All in all, it's not a place to camp !!


----------



## orvis1 (Sep 7, 2007)

East canyon might be a good option they have rv camping w/hookups, a state park campground, and yurts you can rent. I have also been reading reports of good fishing there as well. But you are likely to run into crowds with that short of a drive out of SLC.


----------



## fishing0422 (Sep 11, 2007)

Is there a number that I need to call to ensure reservations or should I just show up and see how it goes? Is there any good camping up at Strawberry? 

Sorry if the questions seem lame but I am sure you guys will have the answers.


----------



## Nor-tah (Dec 16, 2007)

I have never been but a good option may be smith and morehouse. I know they have a cap on their camping so it cant be TOO busy. It is beautiful. I'm sure there are willing fish and I bet its about 1.5 from your house. Give em a call and see if they are open.


----------



## BROWN BAGGER (Sep 13, 2007)

how about causy res., or smithmorehouse.


----------



## .45 (Sep 21, 2007)

Here is a link to the Utah State Parks....

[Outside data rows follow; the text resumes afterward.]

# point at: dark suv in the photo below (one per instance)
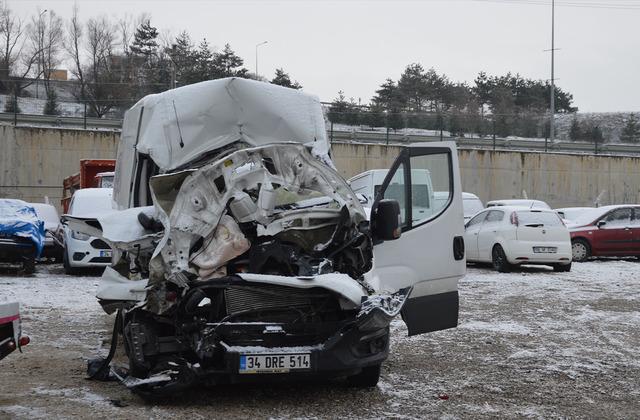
(21, 234)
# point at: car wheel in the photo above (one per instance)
(65, 262)
(562, 268)
(367, 378)
(499, 260)
(29, 266)
(581, 250)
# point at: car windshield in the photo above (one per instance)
(87, 206)
(47, 213)
(472, 206)
(539, 218)
(420, 194)
(16, 209)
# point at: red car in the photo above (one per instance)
(610, 231)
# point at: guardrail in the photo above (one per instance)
(360, 136)
(60, 121)
(490, 143)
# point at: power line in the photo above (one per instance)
(617, 5)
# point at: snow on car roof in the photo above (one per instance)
(177, 126)
(47, 213)
(592, 215)
(90, 202)
(14, 209)
(537, 204)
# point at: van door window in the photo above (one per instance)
(619, 217)
(396, 190)
(421, 181)
(431, 186)
(495, 216)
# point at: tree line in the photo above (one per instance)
(112, 63)
(505, 105)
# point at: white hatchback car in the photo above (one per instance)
(509, 235)
(520, 202)
(81, 250)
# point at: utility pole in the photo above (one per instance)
(552, 133)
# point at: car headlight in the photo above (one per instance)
(79, 235)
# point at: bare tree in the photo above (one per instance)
(47, 37)
(75, 34)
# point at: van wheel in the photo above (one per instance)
(499, 260)
(65, 262)
(562, 268)
(581, 250)
(368, 378)
(29, 266)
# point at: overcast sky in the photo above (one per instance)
(355, 45)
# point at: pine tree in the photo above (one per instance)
(145, 40)
(575, 132)
(596, 135)
(12, 106)
(282, 78)
(228, 64)
(51, 106)
(631, 131)
(338, 109)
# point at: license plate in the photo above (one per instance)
(274, 363)
(545, 249)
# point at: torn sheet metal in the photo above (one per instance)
(336, 282)
(276, 176)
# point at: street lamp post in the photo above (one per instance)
(552, 133)
(257, 45)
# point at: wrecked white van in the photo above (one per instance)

http://stateparks.utah.gov/

I don't believe you'll find a State Park at Strawberry, not sure about Smith & Moorehouse...I would be calling ASAP !!


----------



## schaueelab (Dec 30, 2007)

strawberry has lots of campgrounds.... it also has lots of "non-campsites" free of charge....that can fit big groups only thing is you have to take a short drive to the bathrooms.....but very worth it for the shade in the trees....


----------



## Grandpa D (Sep 7, 2007)

Mirror or Trial Lakes above Kamas are nice.
One thing to remember is that all camping grounds will be very busy on the holiday weekend.


----------



## Chaser (Sep 28, 2007)

I was going to say Smith and Morehouse also, but I bet the sites are all reserved.   
There are lots of areas up by the Berry to camp, but I would venture a guess at it being super busy up there.


----------



## metal_fish (Mar 19, 2008)

You could go to payson lakes and camp!
Just lots of peoples....


----------



## fishing0422 (Sep 11, 2007)

Everywhere is full just in case anyone was wondering. There are only walk ins available and I don't know how much I want to leave my weekend hanging in the balance but I guess thats what happens when you get things tossed on you last minute!

Best of luck to anyone else out there trying to camp over the 4th!


----------